Cross Posted at Legal Schnauzer
Lilly Ledbetter's name has become synonymous with the struggle for equal pay in the United States. The Alabama resident's name is forever attached to the Lilly Ledbetter Fair Pay Act, which President Barack Obama signed in the wake of a high-profile lawsuit that ultimately was decided against Ledbetter.
We recently learned that Ledbetter remains involved in the effort to level playing fields in the American workplace. We also learned, based on a review of public documents, that Ledbetter apparently shares something with us here at Legal Schnauzer: She was shafted by her own attorneys.
Ledbetter traveled to Washington, D.C., back in November to help push for the Paycheck Fairness Act, which had passed the U.S. House and was being debated in the Senate. The measure would ensure that women do not face retaliation for seeking information about what their male co-workers earn.
Ledbetter's pay, compared to her male co-workers at Goodyear Tire and Rubber in Gadsden, was a central issue in the lawsuit that went all the way to the U.S. Supreme Court and turned Ledbetter into a national figure. The Paycheck Fairness Act is considered an important followup to the Lilly Ledbetter Fair Pay Act. But the initial effort to pass the measure did not have a happy ending in the Senate. Reports The Birmingham News:
The bill, backed by women's organizations and President Obama, failed by two votes, with all 58 Democrats voting in favor while all 41 Republicans opposed it. Three Republican women senators who previously voted for the Lilly Ledbetter Fair Pay Act voted against the Paycheck Fairness Act.

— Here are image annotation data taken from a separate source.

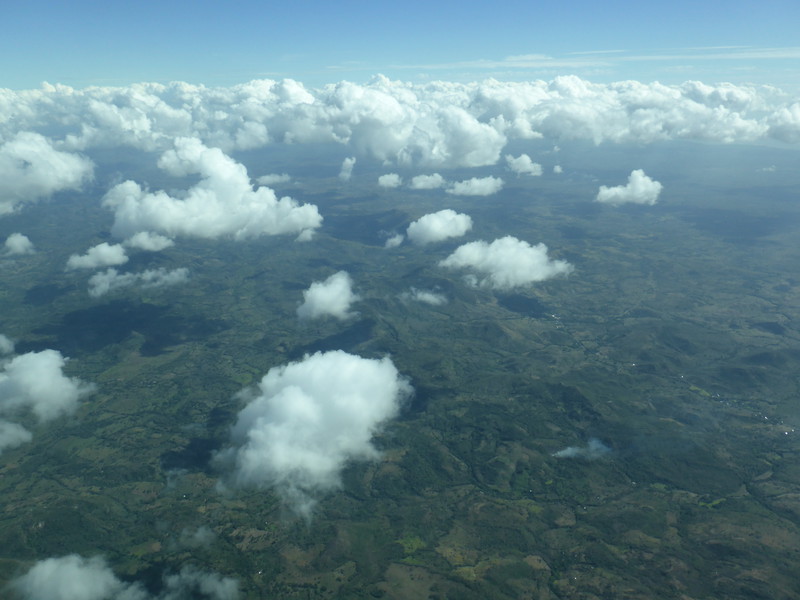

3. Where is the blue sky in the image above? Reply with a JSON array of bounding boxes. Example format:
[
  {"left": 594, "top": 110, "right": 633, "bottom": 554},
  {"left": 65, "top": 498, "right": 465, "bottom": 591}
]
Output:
[{"left": 0, "top": 0, "right": 800, "bottom": 91}]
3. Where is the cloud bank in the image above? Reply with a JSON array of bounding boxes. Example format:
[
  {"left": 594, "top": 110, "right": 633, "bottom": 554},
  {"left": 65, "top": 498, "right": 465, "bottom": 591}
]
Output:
[
  {"left": 9, "top": 554, "right": 239, "bottom": 600},
  {"left": 596, "top": 169, "right": 663, "bottom": 206},
  {"left": 439, "top": 236, "right": 573, "bottom": 290},
  {"left": 103, "top": 138, "right": 322, "bottom": 240},
  {"left": 216, "top": 350, "right": 412, "bottom": 515},
  {"left": 297, "top": 271, "right": 360, "bottom": 319},
  {"left": 406, "top": 208, "right": 472, "bottom": 246},
  {"left": 0, "top": 350, "right": 94, "bottom": 452}
]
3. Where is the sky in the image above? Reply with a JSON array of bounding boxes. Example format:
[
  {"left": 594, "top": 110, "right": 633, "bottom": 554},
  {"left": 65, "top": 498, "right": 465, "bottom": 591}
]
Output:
[{"left": 0, "top": 0, "right": 800, "bottom": 91}]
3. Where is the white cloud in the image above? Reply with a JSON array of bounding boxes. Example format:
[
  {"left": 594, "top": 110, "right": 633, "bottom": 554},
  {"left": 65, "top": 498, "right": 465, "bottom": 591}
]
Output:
[
  {"left": 0, "top": 132, "right": 93, "bottom": 216},
  {"left": 439, "top": 236, "right": 573, "bottom": 290},
  {"left": 378, "top": 173, "right": 403, "bottom": 188},
  {"left": 410, "top": 173, "right": 446, "bottom": 190},
  {"left": 400, "top": 287, "right": 447, "bottom": 306},
  {"left": 5, "top": 233, "right": 36, "bottom": 254},
  {"left": 256, "top": 173, "right": 292, "bottom": 185},
  {"left": 446, "top": 176, "right": 503, "bottom": 196},
  {"left": 10, "top": 554, "right": 239, "bottom": 600},
  {"left": 506, "top": 154, "right": 542, "bottom": 177},
  {"left": 123, "top": 231, "right": 175, "bottom": 252},
  {"left": 67, "top": 242, "right": 128, "bottom": 270},
  {"left": 0, "top": 333, "right": 14, "bottom": 355},
  {"left": 297, "top": 271, "right": 360, "bottom": 319},
  {"left": 216, "top": 350, "right": 412, "bottom": 515},
  {"left": 406, "top": 208, "right": 472, "bottom": 246},
  {"left": 596, "top": 169, "right": 663, "bottom": 206},
  {"left": 384, "top": 233, "right": 406, "bottom": 248},
  {"left": 339, "top": 156, "right": 356, "bottom": 181},
  {"left": 89, "top": 267, "right": 189, "bottom": 298},
  {"left": 103, "top": 138, "right": 322, "bottom": 240},
  {"left": 553, "top": 438, "right": 611, "bottom": 460},
  {"left": 0, "top": 350, "right": 94, "bottom": 451}
]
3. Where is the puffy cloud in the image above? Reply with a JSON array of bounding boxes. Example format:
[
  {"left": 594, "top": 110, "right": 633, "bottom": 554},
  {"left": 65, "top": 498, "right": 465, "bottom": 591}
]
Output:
[
  {"left": 411, "top": 173, "right": 446, "bottom": 190},
  {"left": 0, "top": 131, "right": 93, "bottom": 216},
  {"left": 439, "top": 236, "right": 573, "bottom": 290},
  {"left": 10, "top": 554, "right": 239, "bottom": 600},
  {"left": 596, "top": 169, "right": 662, "bottom": 206},
  {"left": 553, "top": 438, "right": 611, "bottom": 460},
  {"left": 89, "top": 267, "right": 189, "bottom": 298},
  {"left": 406, "top": 208, "right": 472, "bottom": 246},
  {"left": 297, "top": 271, "right": 360, "bottom": 319},
  {"left": 378, "top": 173, "right": 403, "bottom": 188},
  {"left": 446, "top": 176, "right": 503, "bottom": 196},
  {"left": 5, "top": 233, "right": 36, "bottom": 254},
  {"left": 0, "top": 346, "right": 94, "bottom": 452},
  {"left": 256, "top": 173, "right": 292, "bottom": 185},
  {"left": 124, "top": 231, "right": 175, "bottom": 252},
  {"left": 400, "top": 287, "right": 447, "bottom": 306},
  {"left": 103, "top": 138, "right": 322, "bottom": 240},
  {"left": 339, "top": 156, "right": 356, "bottom": 181},
  {"left": 506, "top": 154, "right": 542, "bottom": 177},
  {"left": 67, "top": 242, "right": 128, "bottom": 270},
  {"left": 216, "top": 350, "right": 412, "bottom": 516},
  {"left": 384, "top": 233, "right": 406, "bottom": 248}
]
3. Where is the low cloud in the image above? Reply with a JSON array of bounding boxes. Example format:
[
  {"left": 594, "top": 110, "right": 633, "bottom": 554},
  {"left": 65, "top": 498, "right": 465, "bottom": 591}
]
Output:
[
  {"left": 400, "top": 287, "right": 447, "bottom": 306},
  {"left": 5, "top": 233, "right": 36, "bottom": 255},
  {"left": 67, "top": 242, "right": 128, "bottom": 271},
  {"left": 409, "top": 173, "right": 447, "bottom": 190},
  {"left": 446, "top": 176, "right": 503, "bottom": 196},
  {"left": 506, "top": 154, "right": 542, "bottom": 177},
  {"left": 0, "top": 350, "right": 95, "bottom": 452},
  {"left": 439, "top": 236, "right": 573, "bottom": 290},
  {"left": 406, "top": 208, "right": 472, "bottom": 246},
  {"left": 378, "top": 173, "right": 403, "bottom": 188},
  {"left": 553, "top": 438, "right": 611, "bottom": 460},
  {"left": 0, "top": 131, "right": 94, "bottom": 216},
  {"left": 596, "top": 169, "right": 663, "bottom": 206},
  {"left": 103, "top": 138, "right": 322, "bottom": 240},
  {"left": 339, "top": 156, "right": 356, "bottom": 181},
  {"left": 123, "top": 231, "right": 175, "bottom": 252},
  {"left": 9, "top": 554, "right": 239, "bottom": 600},
  {"left": 215, "top": 350, "right": 412, "bottom": 516},
  {"left": 297, "top": 271, "right": 360, "bottom": 319},
  {"left": 89, "top": 267, "right": 189, "bottom": 298}
]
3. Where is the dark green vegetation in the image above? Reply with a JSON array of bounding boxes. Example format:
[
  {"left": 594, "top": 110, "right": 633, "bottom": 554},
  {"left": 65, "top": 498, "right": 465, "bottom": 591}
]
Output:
[{"left": 0, "top": 142, "right": 800, "bottom": 600}]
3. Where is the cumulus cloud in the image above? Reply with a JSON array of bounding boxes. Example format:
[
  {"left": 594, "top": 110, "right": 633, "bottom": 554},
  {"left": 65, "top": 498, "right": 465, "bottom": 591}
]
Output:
[
  {"left": 0, "top": 132, "right": 94, "bottom": 216},
  {"left": 339, "top": 156, "right": 356, "bottom": 181},
  {"left": 446, "top": 176, "right": 503, "bottom": 196},
  {"left": 506, "top": 154, "right": 542, "bottom": 177},
  {"left": 406, "top": 208, "right": 472, "bottom": 246},
  {"left": 67, "top": 242, "right": 128, "bottom": 270},
  {"left": 5, "top": 233, "right": 36, "bottom": 254},
  {"left": 123, "top": 231, "right": 175, "bottom": 252},
  {"left": 9, "top": 554, "right": 239, "bottom": 600},
  {"left": 103, "top": 138, "right": 322, "bottom": 240},
  {"left": 553, "top": 438, "right": 611, "bottom": 460},
  {"left": 216, "top": 350, "right": 412, "bottom": 516},
  {"left": 0, "top": 346, "right": 94, "bottom": 451},
  {"left": 378, "top": 173, "right": 403, "bottom": 188},
  {"left": 596, "top": 169, "right": 663, "bottom": 206},
  {"left": 410, "top": 173, "right": 446, "bottom": 190},
  {"left": 297, "top": 271, "right": 360, "bottom": 319},
  {"left": 384, "top": 233, "right": 406, "bottom": 248},
  {"left": 256, "top": 173, "right": 292, "bottom": 185},
  {"left": 439, "top": 236, "right": 573, "bottom": 290},
  {"left": 400, "top": 287, "right": 447, "bottom": 306},
  {"left": 89, "top": 267, "right": 189, "bottom": 298}
]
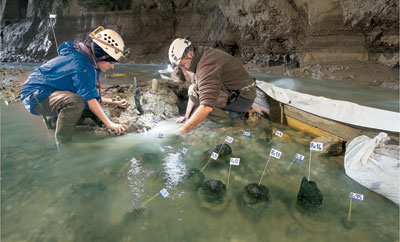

"It is upsetting to me that something that would benefit everyone got caught up in politics," Ledbetter said in a telephone interview Thursday while driving back to her Jacksonville home.
Ledbetter came to national attention after the U.S. Supreme Court overturned a nearly $4-million judgment in her favor against Goodyear Tire and Rubber. In a 5-4 decision in 2007, the high court ruled that Ledbetter was not entitled to back pay because she had filed her claim more than 180 days after receiving her first discriminatory paycheck.
The ruling prompted Congress in 2009 to pass the law bearing Ledbetter's name, making it easier for workers to pursue pay-discrimination claims. Ledbetter has not rested on the laurels of one legislative victory:
Over the past two years, Ledbetter says she has made dozens of speeches across the country and met hundreds of people who say her willingness to stand up for her rights inspired them to do the same. Last month, Ledbetter spoke at the Women's Leadership Institute at Auburn University as part of its Extraordinary Women Lecture Series.- Advertisement -
Institute Director Barbara Baker said Ledbetter is an inspiration to women across the country.
"Lilly is such a brave woman," Baker said. "Most people figure why fight the system because you can't win. She showed us how you can make a difference."
Baker said Ledbetter is to be commended for using her notoriety to continue the fight for gender fairness in the workplace. "She's become the public face of equal pay," Baker said.